Brazza nord, où s’élevait jadis la Soferti (notre AZF à nous, mais sans le feu d’artifice) et sa cathédrale des sports, avec son filet à papillons géant dressé dessus. Une mocheté d’en bas, un rooftop de ouf d’en haut.
Brazza sud et sa forêt d’immeubles sur pilotis (la zone reste quand même un chouia inondable).
Et au milieu, coule une gravière. Une petite coulée verte d’arbres résilients, une friche pas très fraîche et encore quelques usines en activité, témoins du passé pas si révolu du secteur.
Dimitri, lui, plus prosaïquement, fait partie de ces gens qui vivent et travaillent ici. Et militent. Ou plutôt mill-itent, participant à mille actions. De son asso « À Brazz’ouverts » aux fan-zones de la coupe du monde de rugby.

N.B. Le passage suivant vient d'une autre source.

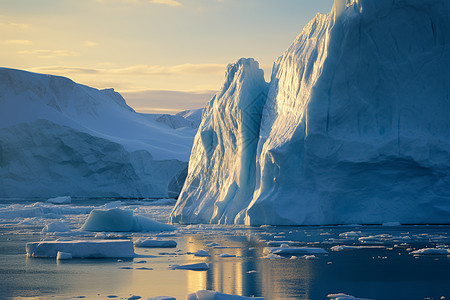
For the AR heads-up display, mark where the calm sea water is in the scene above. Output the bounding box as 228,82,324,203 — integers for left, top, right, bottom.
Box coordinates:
0,199,449,300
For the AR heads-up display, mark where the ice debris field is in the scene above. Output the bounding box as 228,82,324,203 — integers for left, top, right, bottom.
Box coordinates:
0,198,449,299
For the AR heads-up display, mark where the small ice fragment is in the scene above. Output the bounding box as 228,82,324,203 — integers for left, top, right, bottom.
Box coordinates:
194,249,210,257
128,296,141,300
218,253,236,258
46,196,71,204
95,233,106,239
187,290,263,300
304,255,318,260
42,222,70,233
263,253,284,259
56,251,72,260
147,297,176,300
134,238,177,248
410,248,450,255
170,263,209,271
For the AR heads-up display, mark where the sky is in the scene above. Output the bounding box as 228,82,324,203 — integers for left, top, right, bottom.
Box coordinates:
1,0,334,114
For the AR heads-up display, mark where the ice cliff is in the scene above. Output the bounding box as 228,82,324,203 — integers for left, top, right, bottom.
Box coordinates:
0,68,196,198
171,0,450,225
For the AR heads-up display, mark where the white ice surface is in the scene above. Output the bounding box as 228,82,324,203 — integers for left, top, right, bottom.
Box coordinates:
171,0,450,225
46,196,71,204
26,239,135,258
81,208,176,232
0,67,195,198
134,237,177,248
170,263,210,271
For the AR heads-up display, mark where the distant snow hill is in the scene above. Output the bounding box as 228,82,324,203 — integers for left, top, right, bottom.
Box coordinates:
0,67,201,198
171,0,450,225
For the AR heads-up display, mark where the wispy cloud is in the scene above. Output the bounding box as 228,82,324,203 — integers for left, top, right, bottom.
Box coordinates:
150,0,182,7
30,63,225,76
84,41,98,47
3,39,33,45
19,49,80,58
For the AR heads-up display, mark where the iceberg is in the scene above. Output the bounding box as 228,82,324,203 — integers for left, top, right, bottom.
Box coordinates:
0,68,195,198
171,0,450,225
80,208,176,232
26,239,135,258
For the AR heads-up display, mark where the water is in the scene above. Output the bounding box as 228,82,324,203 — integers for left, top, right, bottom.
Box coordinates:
0,200,449,300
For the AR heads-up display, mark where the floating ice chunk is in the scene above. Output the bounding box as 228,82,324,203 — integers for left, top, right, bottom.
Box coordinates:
187,290,264,300
103,201,123,209
331,245,385,251
410,248,450,255
304,255,318,260
128,296,141,300
206,242,221,247
134,238,177,248
327,293,373,300
26,239,135,258
56,251,72,260
263,253,284,259
42,222,70,233
339,231,362,239
46,196,71,204
95,233,106,239
170,262,209,271
358,234,392,244
218,253,236,258
0,206,44,219
264,247,327,255
147,297,176,300
80,208,176,232
194,249,210,257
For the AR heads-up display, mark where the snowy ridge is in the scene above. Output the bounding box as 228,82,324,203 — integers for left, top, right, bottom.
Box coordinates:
0,68,196,198
172,0,450,225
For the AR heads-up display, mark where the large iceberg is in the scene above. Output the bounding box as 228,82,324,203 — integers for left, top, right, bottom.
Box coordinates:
0,68,196,198
171,0,450,225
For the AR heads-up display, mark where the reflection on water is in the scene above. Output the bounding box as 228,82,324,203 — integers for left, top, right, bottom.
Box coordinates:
1,213,450,299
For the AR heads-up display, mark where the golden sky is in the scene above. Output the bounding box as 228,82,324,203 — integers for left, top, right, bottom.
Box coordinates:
1,0,333,113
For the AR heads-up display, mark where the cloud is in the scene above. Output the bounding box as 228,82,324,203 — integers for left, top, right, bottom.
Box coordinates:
3,39,33,45
19,49,80,58
30,63,225,76
84,41,98,47
150,0,182,7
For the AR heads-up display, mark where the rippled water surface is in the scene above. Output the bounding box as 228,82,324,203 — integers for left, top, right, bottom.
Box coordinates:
0,199,449,300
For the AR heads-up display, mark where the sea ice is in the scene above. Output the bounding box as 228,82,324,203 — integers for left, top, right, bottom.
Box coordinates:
331,245,385,251
134,238,177,248
194,249,210,257
410,248,450,255
187,290,264,300
80,208,176,232
170,263,210,271
26,239,135,258
263,246,327,255
327,293,373,300
41,222,70,233
46,196,72,204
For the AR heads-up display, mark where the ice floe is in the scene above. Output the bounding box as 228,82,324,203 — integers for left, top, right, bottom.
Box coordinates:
187,290,264,300
26,239,135,258
134,237,177,248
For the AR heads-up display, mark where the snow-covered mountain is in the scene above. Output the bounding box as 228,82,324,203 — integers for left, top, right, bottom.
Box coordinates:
171,0,450,225
0,68,197,198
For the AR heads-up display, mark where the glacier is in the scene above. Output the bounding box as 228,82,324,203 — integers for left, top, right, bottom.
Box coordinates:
0,68,196,198
171,0,450,225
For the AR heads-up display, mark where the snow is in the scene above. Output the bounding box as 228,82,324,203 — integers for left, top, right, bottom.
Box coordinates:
410,248,450,255
26,239,135,258
187,290,264,300
170,262,210,271
46,196,71,204
81,208,176,232
0,67,195,198
134,237,177,248
171,0,450,225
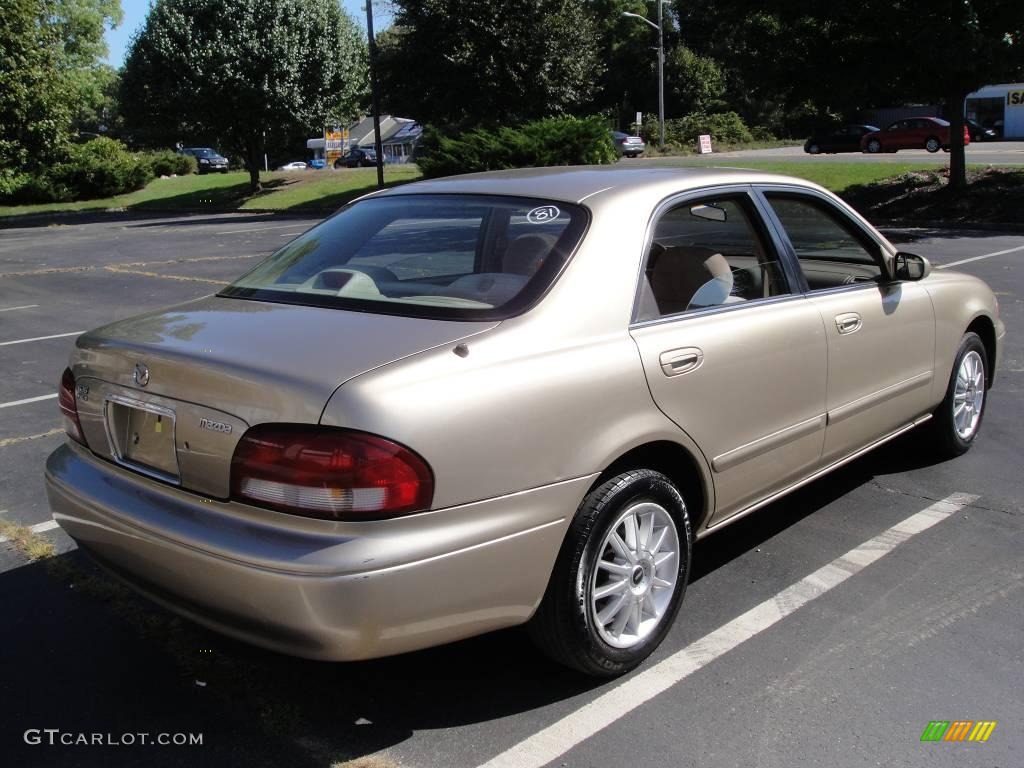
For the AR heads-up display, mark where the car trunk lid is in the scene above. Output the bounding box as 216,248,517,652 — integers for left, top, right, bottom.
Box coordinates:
71,295,496,497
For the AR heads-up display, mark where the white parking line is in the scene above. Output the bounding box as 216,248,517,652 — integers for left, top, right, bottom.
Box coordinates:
217,224,310,235
0,304,39,313
938,244,1024,269
0,394,57,410
0,518,58,544
478,492,979,768
0,331,83,347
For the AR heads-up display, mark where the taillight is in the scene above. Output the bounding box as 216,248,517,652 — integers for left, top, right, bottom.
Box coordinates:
58,367,86,445
230,425,434,520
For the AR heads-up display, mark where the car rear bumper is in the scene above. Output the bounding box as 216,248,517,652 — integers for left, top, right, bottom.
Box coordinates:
46,442,589,660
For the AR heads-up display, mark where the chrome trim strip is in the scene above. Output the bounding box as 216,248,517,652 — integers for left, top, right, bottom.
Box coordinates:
827,371,933,426
712,414,826,472
701,414,932,535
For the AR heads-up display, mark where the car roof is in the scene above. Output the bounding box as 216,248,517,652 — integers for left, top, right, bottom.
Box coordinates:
374,166,825,207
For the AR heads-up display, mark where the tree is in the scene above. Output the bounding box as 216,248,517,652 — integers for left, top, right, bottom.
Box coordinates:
121,0,367,191
664,45,726,117
675,0,1024,189
1,0,121,194
872,0,1024,189
377,0,603,128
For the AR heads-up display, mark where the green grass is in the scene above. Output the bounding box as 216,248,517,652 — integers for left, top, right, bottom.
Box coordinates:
643,158,950,193
0,166,422,217
0,158,1005,217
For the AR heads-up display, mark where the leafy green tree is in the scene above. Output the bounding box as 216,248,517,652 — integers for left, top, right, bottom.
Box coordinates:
1,0,120,195
121,0,367,191
378,0,603,127
872,0,1024,189
676,0,1024,189
664,45,726,117
1,0,66,193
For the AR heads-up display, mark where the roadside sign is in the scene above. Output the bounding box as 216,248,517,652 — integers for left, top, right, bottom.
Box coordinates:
636,112,643,130
698,134,713,154
324,128,347,163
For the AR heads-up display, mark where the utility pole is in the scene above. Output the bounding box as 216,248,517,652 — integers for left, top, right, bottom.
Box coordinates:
656,0,665,151
623,5,665,151
365,1,385,187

On le retrouvera même, les lendemain et surlendemain soirs, en train de servir des bières à la buvette de la soirée d’ouverture du FAB, le Festival des arts de Bordeaux (où on verra accessoirement voler un piano au dessus du chantier).
On entre dans son antre comme dans une forêt.
Même les pompiers, à la livraison, n’y ont vu que du feu. « Un peu trop d’arbres » c’est ce qu’ils ont énoncé en voyant les plantations des futés paysagistes à futaies. Il a fallu élaguer.
Passé l’ouragan et le tumulte des quais, nous voilà en pays d’Oz. Vous voyez ? « Somewhere over the rainbow » ? La route de brique rouge qu’il faut suivre pour devenir grand ? Les souliers brillants de Dorothy, qui ressemblent à des pommes d’amour ? Vous y êtes.
Au fond de la parcelle, une dame promène son chien au milieu d’un chantier. On se croirait dans « Série Noire », de Corneau ou, moins glauque, dans Play Time de Tati.
Elle nous salue, s’arrête, papote. Car oui, les gens d’ici se regardent, se disent bonjour, se sourient et se parlent. Invraisemblable fraternité de ceux qui se trouvent sur le même bateau dans l’immensité de l’océan, épatante proximité de ces voisins qui n’ont d’autre choix que de faire commune, quand nous autres, les banlieusards pavillonnaires, les résidents de la 1ère barrière, les locataires anonymes, nous croisons, aveugles et blasés, au coin des rues borgnes.
Née-cécité dans la cité. Car finalement, c’est peut-être nous qui fractionnons tout et ne partageons plus rien, trop occupés à opacifier nos clôtures ou à nous replier dans nos vieilles coquilles.
Eux, le pays d’Oz. Nous, Brazil.
Eux l’îlot trésor. Nous l’île déserte.
On leur souhaite de beaux Vendredis et de longtemps vouloir se voir, se comprendre, se rencontrer, se connaître et se reconnaître.